Two other studies published in the same issue of Obstetrics & Gynecology focused on using biomarkers to help predict delivery times in women with suspected preeclampsia.

Any one of several single angiogenesis-related biomarkers can be a useful diagnostic test for preeclampsia, wrote Suzy Duckworth, MBBS, of King’s College London and her colleagues. In a prospective, observational study of 423 women with suspected preeclampsia, the researchers found that a combination of biomarkers including placental growth factor (PlGF) was not significantly better than PlGF alone (receiver operating curve area of 0.90 and 0.87, respectively) for predicting preeclampsia requiring delivery within 14 days. Two other single markers, soluble fms-like tyrosine kinase-1 (sFlt-1) and endoglin, yielded similar results; each demonstrated a receiver operating curve area of 0.83.

“It is currently difficult to distinguish preeclampsia of a severity that requires early delivery from other less serious phenotypes,” the researchers wrote. “An accurate biomarker (or panel of biomarkers) to enable prognosis of perinatal complications could have a substantial effect on management strategies, with the aim of minimizing adverse maternal and fetal outcomes,” they wrote (Obstet Gynecol. 2016;128:245-252. doi: 10.1097/AOG.0000000000001508 ).

Dr.
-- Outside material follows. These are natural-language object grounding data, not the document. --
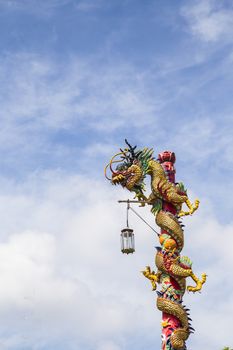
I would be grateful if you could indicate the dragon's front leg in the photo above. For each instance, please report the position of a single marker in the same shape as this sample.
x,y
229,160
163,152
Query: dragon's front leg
x,y
152,276
198,282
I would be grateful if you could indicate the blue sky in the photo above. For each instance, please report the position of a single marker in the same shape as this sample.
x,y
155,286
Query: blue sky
x,y
77,77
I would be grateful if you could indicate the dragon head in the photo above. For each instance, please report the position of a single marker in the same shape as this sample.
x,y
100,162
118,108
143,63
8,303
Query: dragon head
x,y
132,168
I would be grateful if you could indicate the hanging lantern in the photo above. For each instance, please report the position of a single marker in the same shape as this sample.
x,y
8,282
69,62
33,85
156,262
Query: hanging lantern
x,y
127,241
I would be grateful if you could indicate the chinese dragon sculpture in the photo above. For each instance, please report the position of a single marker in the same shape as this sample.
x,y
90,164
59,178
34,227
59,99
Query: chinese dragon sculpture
x,y
166,200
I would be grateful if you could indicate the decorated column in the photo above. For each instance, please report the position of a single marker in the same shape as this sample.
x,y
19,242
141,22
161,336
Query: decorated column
x,y
166,200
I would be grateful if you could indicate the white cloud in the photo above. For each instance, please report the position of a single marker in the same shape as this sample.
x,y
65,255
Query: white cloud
x,y
64,279
40,97
209,20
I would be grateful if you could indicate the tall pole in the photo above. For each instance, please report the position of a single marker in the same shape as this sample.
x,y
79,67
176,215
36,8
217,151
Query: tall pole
x,y
169,321
166,200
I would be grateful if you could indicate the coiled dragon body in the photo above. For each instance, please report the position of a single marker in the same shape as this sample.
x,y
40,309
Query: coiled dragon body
x,y
166,199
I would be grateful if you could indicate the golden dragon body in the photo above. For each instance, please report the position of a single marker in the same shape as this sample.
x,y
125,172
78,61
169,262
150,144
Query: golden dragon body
x,y
166,199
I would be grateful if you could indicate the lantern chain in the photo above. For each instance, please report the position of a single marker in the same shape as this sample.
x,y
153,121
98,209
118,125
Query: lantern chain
x,y
127,217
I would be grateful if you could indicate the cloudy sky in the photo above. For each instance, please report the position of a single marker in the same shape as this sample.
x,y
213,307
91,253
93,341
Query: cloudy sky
x,y
77,77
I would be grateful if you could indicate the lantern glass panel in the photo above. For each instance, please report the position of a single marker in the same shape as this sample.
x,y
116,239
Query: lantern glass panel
x,y
127,241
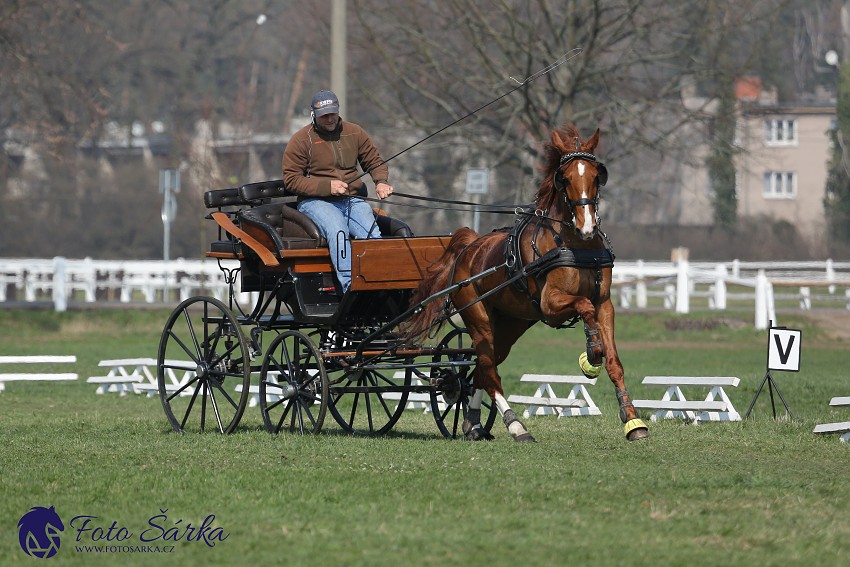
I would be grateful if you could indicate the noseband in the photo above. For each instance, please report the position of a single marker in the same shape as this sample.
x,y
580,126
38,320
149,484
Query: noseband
x,y
561,183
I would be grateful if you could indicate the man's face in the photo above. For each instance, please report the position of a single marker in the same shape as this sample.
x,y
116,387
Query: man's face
x,y
328,122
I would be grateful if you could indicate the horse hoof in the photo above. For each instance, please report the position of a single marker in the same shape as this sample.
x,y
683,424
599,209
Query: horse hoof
x,y
475,432
478,435
636,429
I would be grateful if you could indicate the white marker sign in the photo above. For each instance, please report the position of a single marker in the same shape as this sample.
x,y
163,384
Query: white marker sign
x,y
783,349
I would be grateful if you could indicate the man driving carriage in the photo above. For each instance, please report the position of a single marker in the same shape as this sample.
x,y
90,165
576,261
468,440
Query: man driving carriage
x,y
318,160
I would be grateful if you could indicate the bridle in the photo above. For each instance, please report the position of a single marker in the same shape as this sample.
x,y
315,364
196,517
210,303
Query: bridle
x,y
561,183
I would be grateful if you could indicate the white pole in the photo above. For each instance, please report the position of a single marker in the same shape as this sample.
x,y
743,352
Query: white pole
x,y
60,298
682,297
338,46
761,300
720,287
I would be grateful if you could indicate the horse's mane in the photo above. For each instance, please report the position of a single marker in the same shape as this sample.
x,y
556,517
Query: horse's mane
x,y
545,196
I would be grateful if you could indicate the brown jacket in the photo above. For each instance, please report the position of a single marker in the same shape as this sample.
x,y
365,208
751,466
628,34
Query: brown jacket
x,y
313,158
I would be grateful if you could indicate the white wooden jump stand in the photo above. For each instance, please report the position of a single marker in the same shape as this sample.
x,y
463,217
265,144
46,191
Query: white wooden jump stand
x,y
546,402
36,376
123,374
837,427
715,407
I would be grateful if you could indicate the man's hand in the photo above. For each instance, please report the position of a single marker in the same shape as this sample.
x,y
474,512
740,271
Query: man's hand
x,y
383,190
339,187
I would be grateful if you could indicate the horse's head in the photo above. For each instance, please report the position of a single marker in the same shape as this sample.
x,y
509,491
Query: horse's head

Duckworth had no financial conflicts to disclose, but several of her coauthors disclosed relationships with pharmaceutical companies and one coauthor is a minority shareholder in Metabolomic Diagnostics, a company with an interest in preeclampsia biomarkers.

In another study including 1,041 women with suspected preeclampsia, those with a sFlt-1:PlGF ratio greater than 38 were nearly three times as likely to deliver on the day of the test than women with an sFlt-1:PlGF ratio of 38 or less, wrote Harald Zeisler, MD, of Medical University Vienna and his colleagues (Obstet Gynecol. 2016;128:261-269. doi: 10.1097/AOG.0000000000001525 ).

Women with an sFlt-1:PlGF ratio greater than 38 also had significantly shorter remaining times to delivery than women with an sFlt-1:PlGF ratio of 38 or less (median 17 days vs. 51 days). The study was a secondary analysis of an observational cohort study of women aged 18 years and older from 24 to 36 6/7 weeks’ gestation.

In a preterm birth analysis of 848 women, 71% of the 184 women with an sFlt-1:PlGF ratio greater than 38 had a preterm delivery, compared with 18% of the 664 women with an sFlt-1:PlGF ratio of 38 or less.

The future clinical use of the sFlt-1:PlGF ratio “may potentially assist in informing the health care team of an impending risk to the mother, fetus, or both that may require further assessment and medical intervention,” the researchers wrote.

Dr. Zeisler and several coauthors disclosed relationships with multiple companies, including Roche Diagnostics, which sponsored the study.